Walmart and IBM Food Trust : Supply chain meets Blockchain

• How can the world’s produce growers, buyers, retailers and consumers trust their food quality? Supply chain, meet IBM Blockchain.

It starts with a single report of severe food-borne illness. Then more reports pour in from around the country and from them, a culprit in the outbreak emerges: a common type of lettuce. But how can any consumer tell if the lettuce in the fridge at home is safe to eat? And how can a store know if it has tainted lettuce on its shelves?

Until recently, answering those questions hasn’t been easy or fast. And the risks they represent are significant. The World Health Organization has estimated that there are 600 million cases of foodborne illness each year, leading to 420,000 deaths. It can take a week to trace a head of lettuce back to the farm where it was grown. “What you do is take a lot of paperwork and lay it out in a conference room,” says Tejas Bhatt, senior director, Food Safety, for Walmart. “Then you try to map out how the product moved across the supply chain based on the paper trail.”

Instead, the work of Walmart and IBM, powered by IBM Blockchain and part of the IBM Food Trust, shows there’s now a much better—and faster—way.

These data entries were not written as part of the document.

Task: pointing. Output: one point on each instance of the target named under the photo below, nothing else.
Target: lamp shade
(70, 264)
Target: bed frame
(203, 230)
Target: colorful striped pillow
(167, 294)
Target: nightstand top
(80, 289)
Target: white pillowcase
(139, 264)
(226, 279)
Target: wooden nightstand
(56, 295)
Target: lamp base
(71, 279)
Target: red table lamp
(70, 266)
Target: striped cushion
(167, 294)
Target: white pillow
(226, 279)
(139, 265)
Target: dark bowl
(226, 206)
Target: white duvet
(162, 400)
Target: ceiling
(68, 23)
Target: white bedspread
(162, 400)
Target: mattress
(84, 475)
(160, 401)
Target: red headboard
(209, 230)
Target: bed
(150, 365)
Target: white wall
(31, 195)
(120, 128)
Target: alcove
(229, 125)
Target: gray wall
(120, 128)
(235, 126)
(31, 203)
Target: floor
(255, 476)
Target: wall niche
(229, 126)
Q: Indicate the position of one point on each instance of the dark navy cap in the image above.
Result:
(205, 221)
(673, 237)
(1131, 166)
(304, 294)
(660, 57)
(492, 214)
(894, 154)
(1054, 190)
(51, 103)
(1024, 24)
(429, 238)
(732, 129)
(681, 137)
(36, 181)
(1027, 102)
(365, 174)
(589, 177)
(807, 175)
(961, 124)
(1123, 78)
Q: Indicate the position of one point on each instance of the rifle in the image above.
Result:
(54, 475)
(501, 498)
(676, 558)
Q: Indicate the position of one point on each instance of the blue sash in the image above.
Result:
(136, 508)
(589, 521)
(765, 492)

Every step in the supply chain, packed with traceability

Tracing the progression of food through a supply chain can be daunting. Looking at an example of recall data from a farm that grows an assortment of vegetables, four days of production of red- and green-leaf lettuce and cauliflower can generate more than 200 separate tracking numbers that are printed onto cartons and pallets for shipping to buyers. Many of these growers’ containers get opened and discarded along the way as food processing companies chop the lettuce, use it in sandwiches or salad mixes and then ship them on to retailers with their own entirely new tracking numbers.

It doesn’t end there. At retail, produce is typically unpacked and put on shelves and in refrigerated cases, where it’s separated from packing materials with the original printed tracking information. Finding individual boxes of particular at-risk produce in this environment means searching a haystack of paper records and chasing down a list of tracking numbers that might never connect all the way from grower to retailer.

IBM Food Trust, using blockchain technology running on the IBM Cloud, can connect growers, processors, distributors and retailers through a permissioned, permanent and shared record of food-system data that can drastically cut the time needed to trace produce from farm to store. In a pilot program, tracing time was reduced from almost seven days to just 2.2 seconds.

“With blockchain, all the trace media’s already there,” explains Tejas. “You more efficiently trace a product back to its source.” For Tejas, getting food tracing and safety out of the conference room and into the digital era would make him more effective. Blockchain technology is also changing the way companies like Walmart collaborate with their supply chains—even with potential competitors.

“Honestly, when it comes to protecting the customer,” says Tejas, “it shouldn’t matter where they bought the head of lettuce. We all take food safety as a precompetitive issue.” So IBM’s Food Trust ecosystem connects supply chains like Walmart’s and also those of other major retailers and global companies such as Carrefour, Dole, Golden State Foods, Driscoll’s and Nestlé—all without sharing any information they have not chosen to share.

Such an ecosystem of transparency and accountability fostered by IBM’s blockchain network can transform stakeholders’ work in their supply chains as well as agency counterparts who hunt down the sources of food-borne illnesses. Consider the tracking needs of a company like Golden State Foods, which supplies the food service industry, servicing 120,000 restaurants in more than 40 countries. Or Walmart, which alone sells fresh produce across its network of 11,000 stores to 265 million customers across the globe every week.

“Customers trust us to help them put quality food on their tables for themselves and their families,” said Charles Redfield, executive vice president of Food at Walmart. “We have to go further than offering great food at an everyday low price. Our customers need to know they can trust us to help ensure that food is safe.”

Beyond safety, consumers increasingly value the kind of information that a system built on IBM Blockchain can provide: Where did this food come from? Who produced it? Where has it been? Is it truly what the label says it is? With blockchain, growers, distributors and retailers can provide consumers digitized certifications of existing organic or fair trade products along with detailed documentation from different points in the process, from farm to table.

Ed Treacy, vice president of Supply Chain and Sustainability at the Produce Marketing Association, believes blockchain holds potential to increase transparency and transform how the food industry works. “It can help by speeding up investigations into contaminated food, authenticating the origin of food and providing insights about the conditions and pathway through which the food traveled,” he says. “This will help identify opportunities to maximize shelf life and reduce losses due to spoilage.”